Manitoba’s current cannabis laws already prevent smoking and vaping pot in public or in a vehicle — and include a $672 fine for people caught doing so. But the rules around consuming edibles are a little more hazy.
Pallister believes the legislation already prohibits consumption of edible products, but admitted it’s possible an amendment may be needed.
NDP Leader Wab Kinew said the government needs to provide more clarity.
“They need to clarify whether people are going to be allowed to, say, go to Folk Fest and eat a brownie,” he said.
The Opposition leader argued adults should be allowed to consume cannabis edibles in public, though, as long as the packaging is childproof.
When recreational cannabis became legal in Canada last October, the sale of edible products was still prohibited.
Last June, Health Canada announced regulations around cannabis products like edibles, beverages, topicals and extracts that will come into effect on Oct. 17. Those products will legally become available for sale in Canada in mid-December.
Kinew said Friday he still wants to see clarity from the federal government on rules to make sure edibles are not marketed in a way that makes them attractive to minors.

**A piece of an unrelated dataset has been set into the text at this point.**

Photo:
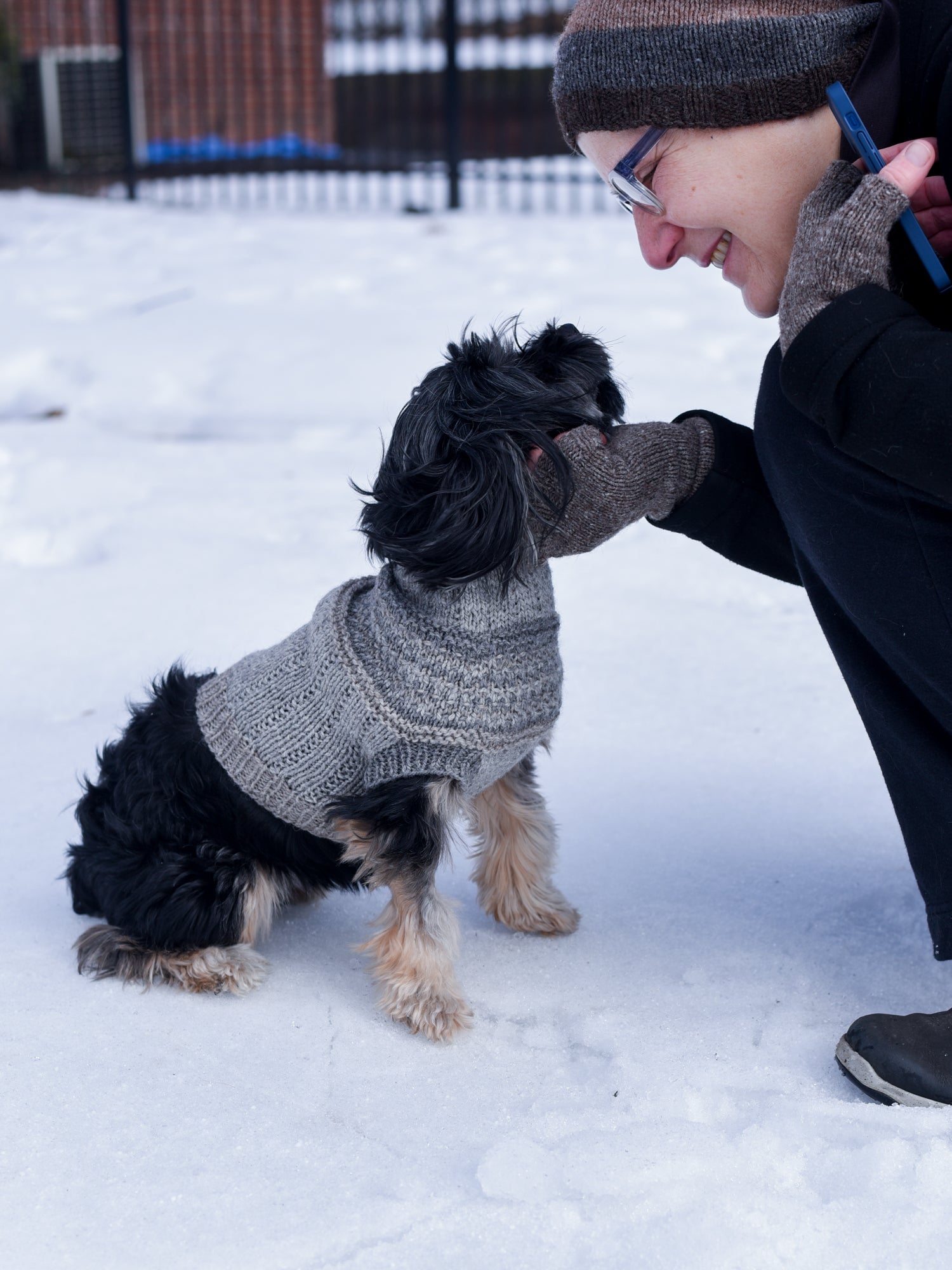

Information presented in a committee he was in Friday suggested edible sales are expected to generate $20 million annually for the province, Kinew said.
Manitoba has imposed some comparatively strict rules around cannabis since legalization.
For example, Manitoba and Quebec were the only provinces that completely banned the growing and possession of cannabis plants in a residence following the legalization of recreational pot last October.
The Quebec Superior Court struck down that province’s ban on home cannabis cultivation last month, ruling the provincial ban was unconstitutional because it infringed on the federal government’s jurisdiction over criminal matters.
So far, only one person has been charged for cultivating cannabis in a residence since the Liquor, Gaming and Cannabis Control Act came into effect last fall, a Manitoba government spokesperson told CBC News.